Вот такое мероприятие (барботаж) и был назначен в моей батарее в один из дней. Защита и противогазы личного состава были проверены, инструктаж проведен, руководил работой начальник отделения заправки капитан Витя Дербышев. Старшие товарищи называли его просто «Дербаш», но я себе такого общения позволить не мог. Он, как, впрочем, и все другие офицеры батареи, был старше меня. Опытный офицер, он понимал всю важность и ответственность этого мероприятия. Даже манометры в ЗАКе, по указанию инженера полка, были проверены в полковой лаборатории на две недели раньше срока. Как оказалось, зря.
Я с моим заместителем Валей Степановым, осматривали технику в сооружениях на старте. В семнадцать часов начиналось совещание, которое проводил командир полка. Около часов шестнадцати Валя предложил дойти до складов спец топлив, где и работал Дербышев. «Посмотрим, как они технику приводят в исходное, и пойдем на совещание», -предложил он.
Как оказалось, просто «посмотреть» не получилось. Почему Дербышев задержал проверку, сейчас и не вспомнить. Наверно, причина была в том, что к нему назначили нового сержанта, старшего механика ЗАК. И тренировка «в сухую» была далеко не лишней. Мы уже походили, когда я обратил внимание, что сам Дербышев был не одет в защиту, а стоял возле ЗАКа в брюках навыпуск и рубашке. Я не успел даже крикнуть, как Дербышев махнул рукой.
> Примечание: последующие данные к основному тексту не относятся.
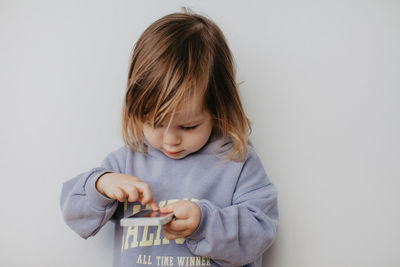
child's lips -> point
(172, 153)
То, что случилось дальше, происходило, как в замедленном кино. Резко взревел двигатель ЗАКа, что говорило о начале перекачки окислителя. И тут же раздался взрыв, и кабина ЗАКа наполнилась ядовито желтым дымом парами окислителя. Из кабины ЗАКа на бетон вывалился, одетый в защиту и противогаз, человек. Облако дыма увеличивалось. Дербашев быстро надел противогаз и прыгнул в кабину. Там оставался ещё один человек. Двигатель ЗАКа заглох, водитель обмывщика заливал кабину струей воды.
Мы подбежали к лежащему человеку и оттащили его на несколько десятков метров в сторону. Из второго обмывщика облили водой и сняли поврежденный противогаз. Маска была рваная, а стекла разбиты. Глаза молодого младшего сержанта, а это был он, были закрыты. Вода привела его в чувство, он что-то невнятно бормотал. Поднесли нашатырь, он мотнул головой и наконец сказал: «Что-то взорвалось». Это мы и сами видели. С сержанта сняли защиту, посадили в машину и Валя Степанов повез его в санчасть.